AltAusterity Digest #23 November 16-22, 2017
This week in Austerity News:
Nov 24, 2017
On November 17th, EU leaders met in Gothenburg, Sweden to discuss a European Pillar of Social Rights to build a “fairer and more inclusive European Union”. One of the discussed measures of the Social Pillar would be a “social scoreboard,” used for tracking the progressiveness of member states on criteria relating to working conditions, inequalities and social protections. These moves come less than a month before the European Commission plans to introduce to parliament legislation that will constitutionalize the Treaty on Stability, Cooperation and Governance into EU law. The TSCG is known for it’s non-democratic mechanisms of ensuring austerity in member countries.
Bundled in with the U.S. House Republican tax cuts, is the elimination of the education expense deduction slated to save $210 million a year. The $250 per-year personal tax deduction is targeted towards teachers who use their own money to buy supplies for their classroom. This tax deduction is widely supported by teachers, who have used it to subsidize their underfunded classrooms. The House GOP’s drive to “simplify the tax code” will get rid of this deduction, along with other popular deductions for moving expenses, student loan interest and health savings accounts, all while cutting taxes for the richest Americans and corporations. While the House GOP has passed its version of the bill, the Senate GOP would like to see the deduction to $500, and would like to maintain student loan interest deductions.
Last week Alberta Premier Rachel Notley announced her government’s plans to start “compassionately cutting” spending in the spring budget. Notley also said the government plans to negotiate “common-sense agreements” with public-sector unions. This announcement has worried the Alberta Teachers’ Association, who will begin contract negotiations in the spring, and the United Nurses of Alberta, who are currently in negotiations. Both unions have suggested raising taxes instead of cutting public services.
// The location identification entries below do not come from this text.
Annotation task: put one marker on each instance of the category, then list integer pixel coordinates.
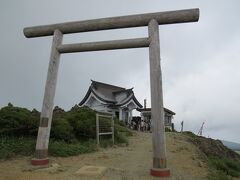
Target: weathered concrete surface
(168, 17)
(91, 171)
(158, 138)
(104, 45)
(48, 101)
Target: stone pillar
(130, 116)
(158, 133)
(120, 114)
(41, 153)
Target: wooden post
(112, 129)
(41, 153)
(158, 137)
(97, 128)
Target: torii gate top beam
(167, 17)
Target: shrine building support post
(152, 20)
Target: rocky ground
(185, 160)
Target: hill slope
(185, 160)
(231, 145)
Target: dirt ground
(123, 163)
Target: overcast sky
(200, 61)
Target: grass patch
(226, 165)
(72, 132)
(16, 146)
(11, 147)
(63, 149)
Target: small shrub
(62, 130)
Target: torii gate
(151, 20)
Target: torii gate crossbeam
(152, 20)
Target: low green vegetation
(72, 133)
(223, 162)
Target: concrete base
(160, 172)
(92, 171)
(39, 162)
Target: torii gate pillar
(157, 113)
An analysis by the Institute for Fiscal Studies has shown that certain departments could face real-terms cuts of as high as 40% from their levels in 2010 to the projected levels in 2020. According to the IFS report – which was confirmed by parliament – the departments with the greatest cuts will be “the Ministry of Justice, the communities part of the Department for Communities and Local Government, and the Department for the Environment, Food and Rural Affairs.” However, the report goes on to say that it will be in the areas of welfare and NHS cuts that the public will notice the greatest reductions in services, due to their already chronic underfunding.